Le progrès, synonyme d’amélioration de la vie humaine, est une valeur fondamentale pour les socialistes. Ils pensent que l’exercice de la raison doit être accessible à tous, acceptable par tous, applicable à tout. Ils promeuvent la connaissance, l’éducation, la recherche, la culture. Ils veulent mettre les avancées scientifiques et technologiques au service des hommes et de la planète. L’expansion technologique, le développement des nano et biotechnologies, l’ingénierie génétique posent des questions essentielles pour l’avenir de l’humanité. Le mérite du principe de précaution est de permettre de faire des choix collectifs, à travers l’arbitrage des choix politiques, qui subordonnent l’acceptabilité des risques, inséparables du développement de la science, à l’utilité des innovations et à la légitimité de leur utilisation. Le progrès économique et social ne peut plus être apprécié à l’aune de la seule croissance de la production marchande, mais doit l’être à l’aide des indicateurs reflétant la qualité effective des conditions d’existence et de travail des individus.

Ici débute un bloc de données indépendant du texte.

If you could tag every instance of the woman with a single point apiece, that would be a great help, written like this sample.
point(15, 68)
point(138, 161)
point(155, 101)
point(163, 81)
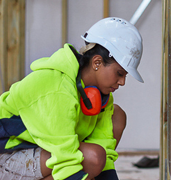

Article délicat car faisant référence à des bases scientifiques non stabilisées. On notera d’abord la difficulté qui se cache derrière la distinction entre technologie et biotechnologie. C’est à la fois la même chose (de « l’ingénierie ») et c’est très différent (monde du vivant et du non-vivant). Posent-elles les mêmes problèmes ? Difficile de répondre formellement, mais on pourra noter que, par exemple, si les brevets technologiques ne posent pas de problèmes particuliers, il n’en va pas de même pour la brevabilité du vivant. A titre personnel, je suis opposé à la brevabilité du vivant (ADN, ARN en attendant de mieux pouvoir définir ce que sont les briques de base du vivant).
Je réaffirme par ailleurs mon opposition au « principe de précaution » qui est un non-sens autant qu’une lâcheté politique. Du moment où le « non-faire » n’existe pas dans un système tel que nos sociétés et les écosystèmes, se retrancher derrière un « je ne fait rien au non du principe de précaution » est absurde. Face à un choix aux conséquences incertaines, le politique a le devoir de « faire » et d’assumer d’éventuelles erreurs. Son choix sera justifié par les connaissances scientifiques autant que l’éthique et la morale. Plutôt que de principe de précaution, je parlerais de responsabilité devant l’avenir.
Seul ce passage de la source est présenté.